Okay, I want to find the derivative of (x^x)^(x^x)...
Well, I already went through the process of finding the derivative of just x^x (I used ln to do this).
This is what I found...
dy/dx = x^x(lnx+1)
So now I want to find the derivative of (x^x)^(x^x) (using ln).
This is what I did...
y = (x^x)^(x^x)
lny = x^xlnx^x
(1/y)(dy/dx) = (d/dx)(x^x)ln(x^x) + (d/dx)ln(x)^x*(x^x)
Yeah, I don't know if it is right.
Also, how do I find the derivative of ln(x)^x?
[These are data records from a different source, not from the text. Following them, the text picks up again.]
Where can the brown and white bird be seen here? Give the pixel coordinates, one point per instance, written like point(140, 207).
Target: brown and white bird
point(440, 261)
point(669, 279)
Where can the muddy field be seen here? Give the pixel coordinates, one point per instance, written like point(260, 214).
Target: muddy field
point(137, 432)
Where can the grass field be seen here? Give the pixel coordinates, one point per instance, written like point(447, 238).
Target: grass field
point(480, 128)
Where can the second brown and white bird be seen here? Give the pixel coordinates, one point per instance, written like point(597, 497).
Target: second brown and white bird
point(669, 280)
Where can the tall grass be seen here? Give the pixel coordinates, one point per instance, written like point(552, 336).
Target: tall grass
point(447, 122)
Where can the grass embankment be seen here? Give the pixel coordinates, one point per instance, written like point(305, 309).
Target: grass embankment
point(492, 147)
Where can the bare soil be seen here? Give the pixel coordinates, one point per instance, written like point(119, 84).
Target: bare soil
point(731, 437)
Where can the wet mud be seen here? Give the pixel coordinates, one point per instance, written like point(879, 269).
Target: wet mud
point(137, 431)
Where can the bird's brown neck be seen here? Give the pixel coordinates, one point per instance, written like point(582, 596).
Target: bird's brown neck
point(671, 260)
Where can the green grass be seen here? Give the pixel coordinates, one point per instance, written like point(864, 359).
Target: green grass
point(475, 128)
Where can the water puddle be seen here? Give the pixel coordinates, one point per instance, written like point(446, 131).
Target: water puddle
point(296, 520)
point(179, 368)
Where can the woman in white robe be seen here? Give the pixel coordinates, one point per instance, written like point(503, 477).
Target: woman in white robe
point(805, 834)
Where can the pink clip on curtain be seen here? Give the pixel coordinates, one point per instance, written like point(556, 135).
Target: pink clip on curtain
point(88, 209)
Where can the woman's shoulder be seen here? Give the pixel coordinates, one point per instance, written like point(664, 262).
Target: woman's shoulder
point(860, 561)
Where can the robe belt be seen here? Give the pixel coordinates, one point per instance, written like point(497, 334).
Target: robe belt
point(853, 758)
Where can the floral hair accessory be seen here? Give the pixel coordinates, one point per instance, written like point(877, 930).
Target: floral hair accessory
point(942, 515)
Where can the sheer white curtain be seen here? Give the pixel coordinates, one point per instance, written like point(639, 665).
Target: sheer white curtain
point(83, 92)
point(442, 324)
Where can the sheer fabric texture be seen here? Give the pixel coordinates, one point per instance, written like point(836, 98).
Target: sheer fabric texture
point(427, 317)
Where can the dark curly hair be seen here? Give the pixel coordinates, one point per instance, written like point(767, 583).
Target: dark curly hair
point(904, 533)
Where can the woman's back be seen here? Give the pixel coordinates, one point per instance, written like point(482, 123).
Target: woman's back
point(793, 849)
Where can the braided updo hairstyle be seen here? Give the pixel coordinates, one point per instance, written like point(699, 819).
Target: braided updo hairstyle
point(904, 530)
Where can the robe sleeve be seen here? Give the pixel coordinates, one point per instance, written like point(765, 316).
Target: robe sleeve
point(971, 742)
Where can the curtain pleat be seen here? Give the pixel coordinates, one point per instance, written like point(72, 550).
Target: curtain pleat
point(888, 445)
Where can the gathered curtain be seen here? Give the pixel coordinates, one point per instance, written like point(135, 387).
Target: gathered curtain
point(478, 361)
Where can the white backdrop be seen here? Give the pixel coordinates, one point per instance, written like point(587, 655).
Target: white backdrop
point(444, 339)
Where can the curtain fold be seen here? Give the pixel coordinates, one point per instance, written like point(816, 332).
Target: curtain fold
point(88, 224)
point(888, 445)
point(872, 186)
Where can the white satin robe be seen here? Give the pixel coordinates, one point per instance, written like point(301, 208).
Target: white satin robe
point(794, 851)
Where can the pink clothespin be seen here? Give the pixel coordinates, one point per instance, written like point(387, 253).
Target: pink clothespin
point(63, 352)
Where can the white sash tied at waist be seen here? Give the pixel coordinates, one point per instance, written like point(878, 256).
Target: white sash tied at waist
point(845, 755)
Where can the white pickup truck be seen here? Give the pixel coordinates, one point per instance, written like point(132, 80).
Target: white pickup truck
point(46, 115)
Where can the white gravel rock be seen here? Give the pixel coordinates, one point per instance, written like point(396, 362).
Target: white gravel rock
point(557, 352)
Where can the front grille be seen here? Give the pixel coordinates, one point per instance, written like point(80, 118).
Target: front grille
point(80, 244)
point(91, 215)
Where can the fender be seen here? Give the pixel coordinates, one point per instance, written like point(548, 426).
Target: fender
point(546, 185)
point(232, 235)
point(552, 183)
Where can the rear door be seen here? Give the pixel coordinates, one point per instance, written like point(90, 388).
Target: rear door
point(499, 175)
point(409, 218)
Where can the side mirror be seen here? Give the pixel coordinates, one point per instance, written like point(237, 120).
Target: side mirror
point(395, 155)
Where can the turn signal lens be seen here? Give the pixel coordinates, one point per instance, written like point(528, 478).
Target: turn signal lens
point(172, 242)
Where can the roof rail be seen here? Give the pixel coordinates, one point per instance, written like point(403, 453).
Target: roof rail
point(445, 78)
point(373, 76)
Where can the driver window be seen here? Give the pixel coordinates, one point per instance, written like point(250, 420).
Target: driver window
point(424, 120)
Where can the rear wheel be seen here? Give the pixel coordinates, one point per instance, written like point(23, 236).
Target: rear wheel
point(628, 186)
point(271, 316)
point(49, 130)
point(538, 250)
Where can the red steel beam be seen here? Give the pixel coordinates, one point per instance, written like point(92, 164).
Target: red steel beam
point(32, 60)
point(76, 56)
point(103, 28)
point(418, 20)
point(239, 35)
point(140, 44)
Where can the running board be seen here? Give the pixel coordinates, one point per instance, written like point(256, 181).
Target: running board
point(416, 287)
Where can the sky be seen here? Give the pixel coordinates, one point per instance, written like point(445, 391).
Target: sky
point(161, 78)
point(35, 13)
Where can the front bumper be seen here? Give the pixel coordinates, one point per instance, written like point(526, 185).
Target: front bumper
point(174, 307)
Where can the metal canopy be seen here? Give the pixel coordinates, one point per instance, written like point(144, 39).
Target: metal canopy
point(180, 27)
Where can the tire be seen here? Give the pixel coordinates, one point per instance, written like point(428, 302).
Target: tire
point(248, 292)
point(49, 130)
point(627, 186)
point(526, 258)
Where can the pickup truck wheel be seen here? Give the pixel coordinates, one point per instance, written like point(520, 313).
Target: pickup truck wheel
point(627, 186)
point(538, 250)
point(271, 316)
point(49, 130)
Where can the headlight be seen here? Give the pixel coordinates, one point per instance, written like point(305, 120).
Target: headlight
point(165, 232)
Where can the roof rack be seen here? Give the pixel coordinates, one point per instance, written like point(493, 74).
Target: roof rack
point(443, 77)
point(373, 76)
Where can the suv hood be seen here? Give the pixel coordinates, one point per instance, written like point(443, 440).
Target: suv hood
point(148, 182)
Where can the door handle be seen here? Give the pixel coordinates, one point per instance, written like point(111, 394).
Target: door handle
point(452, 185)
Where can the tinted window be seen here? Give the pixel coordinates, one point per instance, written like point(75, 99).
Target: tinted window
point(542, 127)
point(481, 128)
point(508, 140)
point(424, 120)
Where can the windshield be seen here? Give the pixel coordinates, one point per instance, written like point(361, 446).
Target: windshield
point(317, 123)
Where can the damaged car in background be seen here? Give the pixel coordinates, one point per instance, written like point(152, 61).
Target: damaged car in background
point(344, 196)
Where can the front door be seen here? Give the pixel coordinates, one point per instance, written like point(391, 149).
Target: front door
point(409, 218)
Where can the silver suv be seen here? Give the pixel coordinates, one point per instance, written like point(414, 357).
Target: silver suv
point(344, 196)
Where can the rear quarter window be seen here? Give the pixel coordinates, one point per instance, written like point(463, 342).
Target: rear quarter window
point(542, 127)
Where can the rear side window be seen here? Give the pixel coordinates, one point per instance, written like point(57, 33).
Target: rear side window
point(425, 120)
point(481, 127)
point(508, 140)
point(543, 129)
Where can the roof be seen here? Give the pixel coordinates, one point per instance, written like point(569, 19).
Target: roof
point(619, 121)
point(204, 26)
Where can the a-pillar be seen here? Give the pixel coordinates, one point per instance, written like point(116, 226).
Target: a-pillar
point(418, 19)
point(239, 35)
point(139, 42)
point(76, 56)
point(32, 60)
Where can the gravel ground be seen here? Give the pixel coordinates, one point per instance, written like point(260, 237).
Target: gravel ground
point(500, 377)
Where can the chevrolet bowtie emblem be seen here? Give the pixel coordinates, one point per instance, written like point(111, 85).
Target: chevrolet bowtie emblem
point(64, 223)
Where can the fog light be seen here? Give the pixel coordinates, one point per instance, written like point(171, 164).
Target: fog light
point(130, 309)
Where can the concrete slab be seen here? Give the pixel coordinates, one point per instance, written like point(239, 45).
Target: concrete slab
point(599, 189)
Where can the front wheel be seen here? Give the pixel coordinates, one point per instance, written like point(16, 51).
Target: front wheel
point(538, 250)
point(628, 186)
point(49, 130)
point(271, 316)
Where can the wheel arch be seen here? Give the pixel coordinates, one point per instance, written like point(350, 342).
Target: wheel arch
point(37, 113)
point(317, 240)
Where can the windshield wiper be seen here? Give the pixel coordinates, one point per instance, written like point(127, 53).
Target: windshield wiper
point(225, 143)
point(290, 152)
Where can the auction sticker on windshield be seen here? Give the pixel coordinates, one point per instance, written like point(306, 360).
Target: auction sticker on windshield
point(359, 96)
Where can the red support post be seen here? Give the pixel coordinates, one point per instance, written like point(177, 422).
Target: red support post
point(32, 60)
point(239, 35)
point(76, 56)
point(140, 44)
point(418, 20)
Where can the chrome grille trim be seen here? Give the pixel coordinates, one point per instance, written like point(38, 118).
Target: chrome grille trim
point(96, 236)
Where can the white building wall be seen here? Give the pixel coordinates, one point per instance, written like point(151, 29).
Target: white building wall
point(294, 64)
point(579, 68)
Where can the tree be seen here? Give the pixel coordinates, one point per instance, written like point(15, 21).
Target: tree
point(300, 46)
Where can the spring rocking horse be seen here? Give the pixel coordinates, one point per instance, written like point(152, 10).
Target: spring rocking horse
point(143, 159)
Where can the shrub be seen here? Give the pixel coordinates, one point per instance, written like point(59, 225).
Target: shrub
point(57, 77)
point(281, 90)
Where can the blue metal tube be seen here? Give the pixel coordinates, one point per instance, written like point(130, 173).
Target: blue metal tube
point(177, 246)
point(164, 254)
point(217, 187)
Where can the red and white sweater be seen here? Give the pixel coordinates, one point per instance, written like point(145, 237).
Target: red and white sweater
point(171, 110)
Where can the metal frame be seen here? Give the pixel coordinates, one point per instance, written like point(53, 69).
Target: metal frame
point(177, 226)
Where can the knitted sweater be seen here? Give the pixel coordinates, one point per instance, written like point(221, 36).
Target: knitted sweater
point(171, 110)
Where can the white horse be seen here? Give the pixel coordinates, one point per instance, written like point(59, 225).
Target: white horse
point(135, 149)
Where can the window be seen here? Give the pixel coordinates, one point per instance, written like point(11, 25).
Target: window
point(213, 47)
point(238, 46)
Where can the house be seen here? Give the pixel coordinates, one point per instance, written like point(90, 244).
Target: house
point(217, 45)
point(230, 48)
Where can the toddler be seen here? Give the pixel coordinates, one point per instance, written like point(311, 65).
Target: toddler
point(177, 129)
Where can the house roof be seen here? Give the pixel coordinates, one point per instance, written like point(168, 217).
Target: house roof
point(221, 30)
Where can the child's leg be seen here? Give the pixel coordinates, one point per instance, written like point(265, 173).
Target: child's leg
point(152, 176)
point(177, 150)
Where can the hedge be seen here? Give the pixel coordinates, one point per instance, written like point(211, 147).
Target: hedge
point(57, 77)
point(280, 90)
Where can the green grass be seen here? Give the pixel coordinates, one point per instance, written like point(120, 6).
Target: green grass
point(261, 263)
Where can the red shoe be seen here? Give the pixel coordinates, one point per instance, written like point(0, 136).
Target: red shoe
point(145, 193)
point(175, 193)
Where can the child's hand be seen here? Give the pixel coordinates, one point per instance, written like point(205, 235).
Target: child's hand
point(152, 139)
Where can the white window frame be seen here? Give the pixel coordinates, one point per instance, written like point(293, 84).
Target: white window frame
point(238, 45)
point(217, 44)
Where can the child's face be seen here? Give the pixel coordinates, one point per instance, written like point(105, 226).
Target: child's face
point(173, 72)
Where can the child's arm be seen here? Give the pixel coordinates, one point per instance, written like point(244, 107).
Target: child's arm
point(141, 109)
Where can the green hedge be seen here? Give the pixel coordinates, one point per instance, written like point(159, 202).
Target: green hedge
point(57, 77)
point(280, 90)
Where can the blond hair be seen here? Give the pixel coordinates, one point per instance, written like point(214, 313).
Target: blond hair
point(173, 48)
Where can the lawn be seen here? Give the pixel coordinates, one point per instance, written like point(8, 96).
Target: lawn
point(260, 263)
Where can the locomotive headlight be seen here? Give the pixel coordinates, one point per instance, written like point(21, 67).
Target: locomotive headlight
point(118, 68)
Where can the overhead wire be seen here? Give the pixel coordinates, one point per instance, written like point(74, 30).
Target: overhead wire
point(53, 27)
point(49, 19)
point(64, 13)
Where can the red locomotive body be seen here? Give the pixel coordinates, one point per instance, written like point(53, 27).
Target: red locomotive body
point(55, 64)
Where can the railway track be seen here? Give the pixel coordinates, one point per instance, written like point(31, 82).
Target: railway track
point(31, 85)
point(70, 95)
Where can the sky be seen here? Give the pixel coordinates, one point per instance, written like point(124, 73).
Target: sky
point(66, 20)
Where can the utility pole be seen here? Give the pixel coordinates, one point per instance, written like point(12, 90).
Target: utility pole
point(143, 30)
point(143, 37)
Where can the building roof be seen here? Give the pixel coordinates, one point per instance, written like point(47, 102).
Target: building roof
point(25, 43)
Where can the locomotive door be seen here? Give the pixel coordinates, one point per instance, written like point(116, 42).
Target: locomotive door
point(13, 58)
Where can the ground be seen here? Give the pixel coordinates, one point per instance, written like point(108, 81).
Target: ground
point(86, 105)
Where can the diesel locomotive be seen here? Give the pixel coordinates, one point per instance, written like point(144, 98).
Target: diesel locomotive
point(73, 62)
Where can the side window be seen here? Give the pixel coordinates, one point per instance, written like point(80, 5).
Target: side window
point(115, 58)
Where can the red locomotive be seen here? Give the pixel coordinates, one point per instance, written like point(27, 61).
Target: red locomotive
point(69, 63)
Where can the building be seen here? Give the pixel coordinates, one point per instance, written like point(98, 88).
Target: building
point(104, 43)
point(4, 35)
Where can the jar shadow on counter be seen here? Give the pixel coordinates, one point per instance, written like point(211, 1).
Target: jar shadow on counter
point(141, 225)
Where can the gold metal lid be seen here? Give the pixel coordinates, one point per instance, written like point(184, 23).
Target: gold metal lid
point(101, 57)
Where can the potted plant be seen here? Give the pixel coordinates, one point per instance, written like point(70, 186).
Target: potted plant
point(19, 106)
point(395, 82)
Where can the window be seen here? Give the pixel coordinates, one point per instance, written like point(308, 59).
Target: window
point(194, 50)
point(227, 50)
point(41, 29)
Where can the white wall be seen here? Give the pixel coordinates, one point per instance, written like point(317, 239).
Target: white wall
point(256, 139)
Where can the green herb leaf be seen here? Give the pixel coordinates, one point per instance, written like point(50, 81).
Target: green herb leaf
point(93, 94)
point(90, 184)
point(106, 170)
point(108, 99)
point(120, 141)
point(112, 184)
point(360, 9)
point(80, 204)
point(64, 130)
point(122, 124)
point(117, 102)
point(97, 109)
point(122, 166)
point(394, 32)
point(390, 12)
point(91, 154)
It seems simple enough, but I don't know...

let u=x^{x}
ln(u) = x ln(x)
(1/u)du/dx = ln(x) + 1
du/dx = u (ln(x) + 1)
du/dx = x^{x}(ln(x) + 1)
So this confirms what you've got for
d(x^{x})/dx
To find (x^x)^(x^x), it is not as complicated as it looks once we've got the derivative of x^{x}.
I would start with
u=x^{x} and
du/dx = x^{x}(ln(x) + 1)
Given
y=(x^x)^(x^x)
substitute
u=x^{x}, then
y=u^{u}
ln(y)=u ln(u)
dy/du=u^{u}(ln(u)+1)
dy/dx
=dy/du.du/dx
=u^{u}(ln(u)+1) . x^{x}(ln(x) + 1)
The rest is algebra to eliminate u from the right hand side to get
x^x^x^x(x^{x+1} ln(x)(ln(x)+1)+x^{x}(ln(x)+1))
or in any other equivalent form that you wish.